Nous veillons à communiquer nos priorités environnementales à l’ensemble de notre personnel pour assurer une vision cohérente du développement durable dans l’ensemble de l’organisation.

Kevin Bartoy, WSF

On peut penser par exemple aux essais en cours sur les dégraissants plus écologiques dans les ateliers de maintenance du chantier maritime. « Nous employons des produits plus respectueux de l’environnement pour évaluer leur efficacité, explique M. Bartoy. Si les résultats sont concluants, nous les utiliserons aussi dans les salles des machines de tous nos navires. »

Les membres du personnel sont invités à exprimer leurs idées. Une employée a d’ailleurs mené la charge pour favoriser le recyclage des nombreuses palettes de bois du chantier maritime. « Elle a trouvé un site où l’on transforme les palettes en copeaux pour l’aménagement paysager, raconte M. Bartoy. Cela permet non seulement de se débarrasser des stocks, mais aussi de réduire l’empreinte carbone pour permettre au bois de se décomposer naturellement au fil du temps dans une perspective utile. »

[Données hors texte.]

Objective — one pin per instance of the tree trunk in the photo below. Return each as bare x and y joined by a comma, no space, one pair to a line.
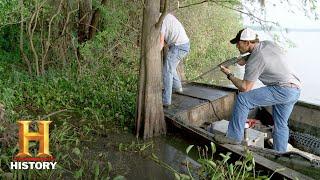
149,102
95,21
85,8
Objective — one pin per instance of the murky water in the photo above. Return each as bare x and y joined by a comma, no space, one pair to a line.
136,164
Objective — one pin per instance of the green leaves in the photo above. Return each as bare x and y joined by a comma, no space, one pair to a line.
189,148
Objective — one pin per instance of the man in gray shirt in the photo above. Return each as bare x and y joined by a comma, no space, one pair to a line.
267,63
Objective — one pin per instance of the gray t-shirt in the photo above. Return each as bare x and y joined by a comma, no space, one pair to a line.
269,64
173,31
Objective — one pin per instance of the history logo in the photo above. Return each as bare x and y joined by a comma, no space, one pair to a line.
24,160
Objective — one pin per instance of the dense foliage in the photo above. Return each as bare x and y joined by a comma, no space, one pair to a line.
88,87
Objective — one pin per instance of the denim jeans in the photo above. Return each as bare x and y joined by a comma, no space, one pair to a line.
175,54
282,100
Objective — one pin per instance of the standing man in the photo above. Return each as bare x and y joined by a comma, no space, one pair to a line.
174,35
268,64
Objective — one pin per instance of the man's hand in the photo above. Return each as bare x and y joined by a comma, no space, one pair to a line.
225,70
242,62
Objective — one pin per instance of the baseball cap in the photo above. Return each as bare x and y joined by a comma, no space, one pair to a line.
245,34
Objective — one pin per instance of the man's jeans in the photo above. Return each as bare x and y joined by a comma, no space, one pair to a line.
170,76
282,100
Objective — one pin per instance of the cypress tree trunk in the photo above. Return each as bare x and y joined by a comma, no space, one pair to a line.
150,118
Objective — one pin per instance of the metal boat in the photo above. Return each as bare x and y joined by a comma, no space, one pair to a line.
200,105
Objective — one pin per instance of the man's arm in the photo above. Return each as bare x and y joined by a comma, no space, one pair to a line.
242,85
161,40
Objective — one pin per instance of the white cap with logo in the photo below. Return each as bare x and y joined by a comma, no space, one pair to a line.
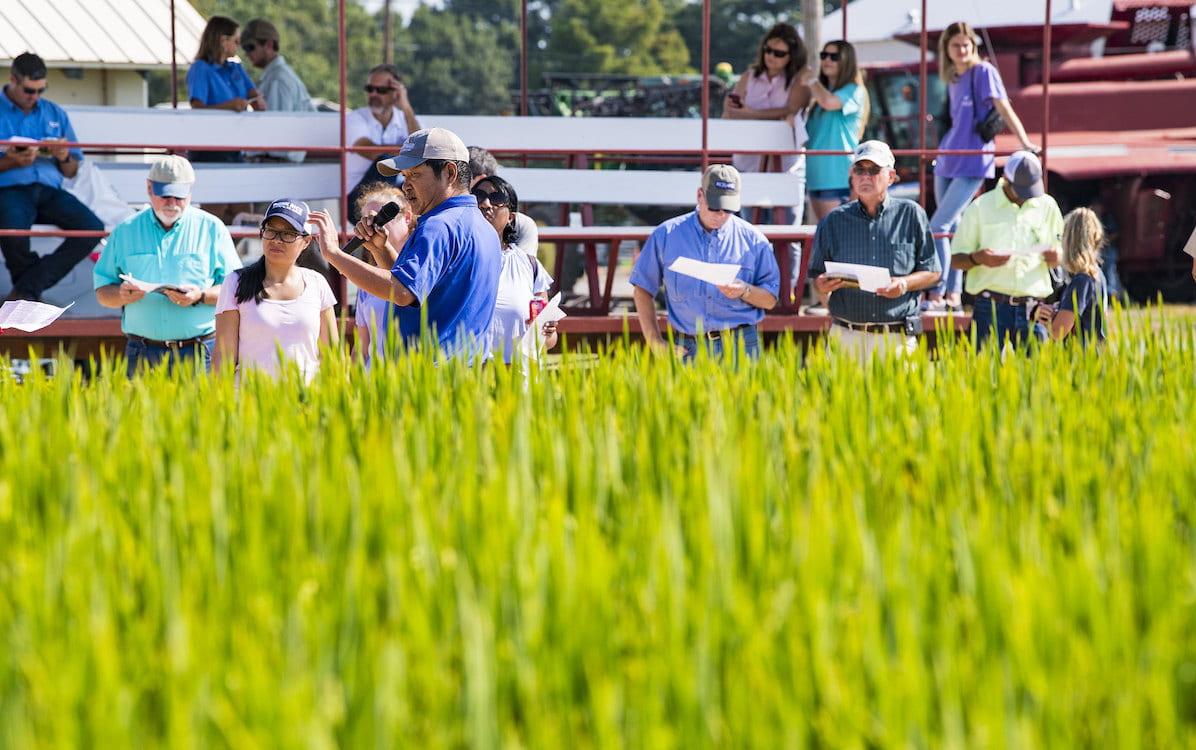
877,152
423,145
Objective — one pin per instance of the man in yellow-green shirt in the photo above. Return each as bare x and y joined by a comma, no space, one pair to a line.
1007,242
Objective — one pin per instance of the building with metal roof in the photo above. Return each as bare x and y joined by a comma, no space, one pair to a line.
99,50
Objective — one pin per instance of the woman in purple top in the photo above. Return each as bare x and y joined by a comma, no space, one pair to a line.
957,177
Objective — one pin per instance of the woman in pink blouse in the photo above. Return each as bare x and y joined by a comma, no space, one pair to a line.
770,89
274,311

Les priorités de chaque nouveau projet sont notamment axées sur la santé, la sécurité et la durabilité environnementale. « À titre d’exemple, nous construisons un nouvel atelier de soudage qui sera situé sur la terre ferme plutôt que sur une jetée, comme c’est le cas actuellement, note M. Bartoy. Ce faisant, nous réduirons encore les risques de pollution environnementale associés aux activités de soudage, en particulier la pollution aquatique. »

Les installations se trouvent sur le site d’un ancien chantier maritime que l’Agence pour la protection de l’environnement des États-Unis (EPA) avait identifié comme un site de déchets abandonnés admissible au programme gouvernemental de décontamination « Superfund ».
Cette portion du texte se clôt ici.